Desse modo, para Robério Nunes dos Anjos Filho (2013, p. 151et seq.) podem ser consideradas fontes do direito ao desenvolvimento no plano do direito internacional as seguintes:

a) as Convenções constitutivas de organizações internacionais globais, nomeadamente, o Ato Constitutivo da Organização Internacional do Trabalho (1919), a Carta das Nações Unidas (1945), o Ato de Constituição da Organização das Nações Unidas para Agricultura e Alimentação (FAO) de 1945, a Convenção constitutiva da UNESCO (1945) e o texto constitutivo da Organização Mundial da Saúde (OMS) de 1946;

b) as Convenções constitutivas de organizações internacionais regionais, como sejam, a Carta da Organização da Unidade Africana (1963) substituído pelo Ato Constitutivo da União Africana (2000), o Tratado Constitutivo da União Europeia com as devidas inovações até o Tratado de Lisboa (2007), a Carta Constitutiva da Organização dos Estados Americanos (1948) e o ato constitutivo da Associação de Nações dos Estados Asiáticos (1967).

c) as Convenções globais de direitos humanos: Dentre outras, a Declaração Universal dos Direitos Humanos, o Pacto Internacional sobre Direitos Civis e Políticos e o Pato sobre Direitos Econômicos, Sociais e Culturais, a Convenção sobre a Eliminação de todas as Formas de Discriminação Racial (artigo 2.º), a Convenção sobre a Eliminação contra a Mulher (1979), a Convenção sobre o Direito da Criança (1989), a Convenção sobre a Proteção e Promoção da Diversidade das Expressões Culturais (2005), a Convenção sobre a

Proteção dos Direitos dos Trabalhadores Migrantes e dos Membros das suas Famílias (2003) e a Convenção sobre a Luta contra a Discriminação no Campo do Ensino da UNESCO (1960).
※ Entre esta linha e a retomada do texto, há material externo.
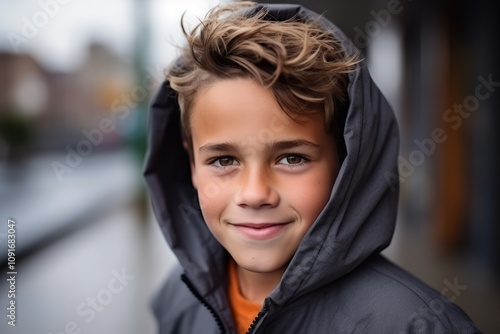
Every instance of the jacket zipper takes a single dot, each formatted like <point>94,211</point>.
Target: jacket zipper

d) as Convenções Regionais de Direitos Humanos: A Carta Africana dos Direitos Humanos e dos Povos (1981), que é o único tratado internacional que consagra expressamente o direito humano ao desenvolvimento, a Convenção Americana sobre Direitos Humanos e a Convenção Europeia para proteção dos Direitos do Homem e das Liberdades Fundamentais.

Mais adiante, Robério Filho (2013, p. 183, 193 et seq.) sustenta ainda que o Costume Internacional, o Princípio Geral do Direito, a Doutrina e a Jurisprudência também podem constituir verdadeiras fontes do direito humano ao desenvolvimento (sustentável).

Diante das análises feitas, a conclusão, neste capítulo, é de que o desenvolvimento é um direito humano cuja fonte de reconhecimento pode ser identificada nos instrumentos jurídicos internacionais aceites consensualmente (ou não) pelos Estados, como a Carta das Nações Unidas, os documentos internacionais de proteção de direitos humanos, entre os quais a Declaração Universal dos Direitos Humanos, o PIDCP e PIDESC de 1966 e as Convenções regionais de direitos humanos.

Portanto, como já ficou claro, através da análise destes documentos é possível identificar princípios e direitos que integram o conteúdo do direito ao desenvolvimento, bem como estabelecem a sua titularidade ativa e passiva.